Pour cause, dans la Stratégie nationale bas-carbone (SNBC) adoptée en avril dernier, l’Etat s’est engagé à réduire l’empreinte carbone du bâtiment de 49% par rapport à 2015, visant une neutralité carbone à horizon 2050 dans la Loi énergie-climat. Pour ce faire, le gouvernement active notamment deux stratégies, dont les règles entreront en vigueur le 1er juillet 2021 en ce qui concerne les logements, les bureaux et l’enseignement (le tertiaire spécifique faisant l’objet d’un volet ultérieur). Un « bâtiment neuf et performant » représentant « entre 60 % et 90 % de son impact carbone total », selon les dires de Barbara Pompili, une première partie de la réglementation vise à décarboner la construction. Il s’agit de recourir à des seuils de carbone par mètre carré, calculés au regard d’une analyse du cycle de vie (ACV) des matériaux de construction. Pour fiabiliser et préciser les calculs, il faudra néanmoins que les fabricants produisent massivement leurs propres FDES, ces fameuses fiches où le poids carbone du matériau sera exprimé, sans quoi les concepteurs devront composer avec des valeurs moyennes souvent moins avantageuses. Nouveauté par rapport à l’expérimentation E+C-, ce calcul valorisera désormais le stockage temporaire du carbone – propre aux matériaux biosourcés – via une ACV dite dynamique. Fruit d’une étude canadienne de l’institut CIRAIG, elle donne un poids plus fort au carbone émis aujourd’hui qu’au carbone qui sera émis dans cent ans, défavorisant de fait les matériaux qui émettent lors de leur production. Un peu moins ambitieux que l’Union des Industriels de la Construction Bois, qui avait proposé des objectifs très exigeants dès 2021, le gouvernement propose une progressivité, pour laisser aux acteurs de la construction le temps de s’accoutumer aux nouveaux outils : à partir de 2024, -15% d’émissions de CO2 sur la durée de vie des matériaux du bâtiment, -25% à partir de 2027, et -30 à -40% en 2030. Communiquées début décembre au CSCEE, les seuils pourraient se traduire ainsi pour le logement collectif : 700 kg eq.CO2/m² d’ici 2023, 610 à partir de 2024, 540 en 2029, et enfin 450 en 2030. Ces objectifs vont fortement encourager les filières biosourcées, et notamment le recours quasi systématique au bois structurel dans les maisons individuelles et les petits collectifs. En complément, un indicateur de stockage carbone purement indicatif sera calculé à des fins d’information.

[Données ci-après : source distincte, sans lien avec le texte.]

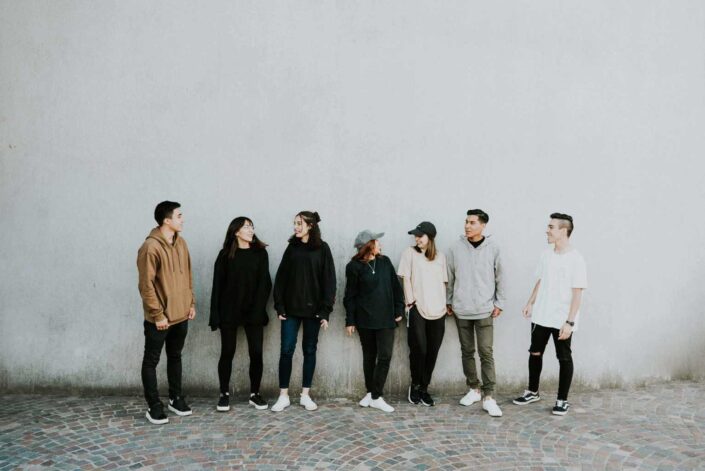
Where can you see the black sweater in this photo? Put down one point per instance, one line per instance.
(305, 282)
(372, 300)
(241, 287)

Une seconde partie vise à améliorer la performance énergétique des constructions, en abaissant de 30% leurs besoins climatiques conventionnels (Bbio, besoins en énergie pour le chauffage et l’éclairage artificiel), tout en ajoutant un indicateur sur le confort d’été, concernant les besoins de refroidissement. Sur ce dernier point, deux seuils sont fixés : un maximum qu’il sera interdit de dépasser, et un minimum idéal, en-dessous duquel le bâtiment n’aura pas du tout besoin de climatisation. Cet indicateur va notamment encourager à épaissir les isolations, réduire les ponts thermiques et choisir des matériaux plus isolants, mesure qui sera vraisemblablement aussi en faveur des biosourcés.
Malgré l’ambition notable de cette réglementation, qui annonce de véritables transformations des habitudes de construction, on ne peut que déplorer que ces exigences ne concernent pas la rénovation, alors qu’elle devrait être au cœur des préoccupations pour assurer la cohérence de la politique de Zéro Artificialisation Nette (ZAN) menée parallèlement. Il ne reste qu’à espérer que des précurseurs prennent l’initiative de se saisir du sujet sans attendre une tardive réglementation.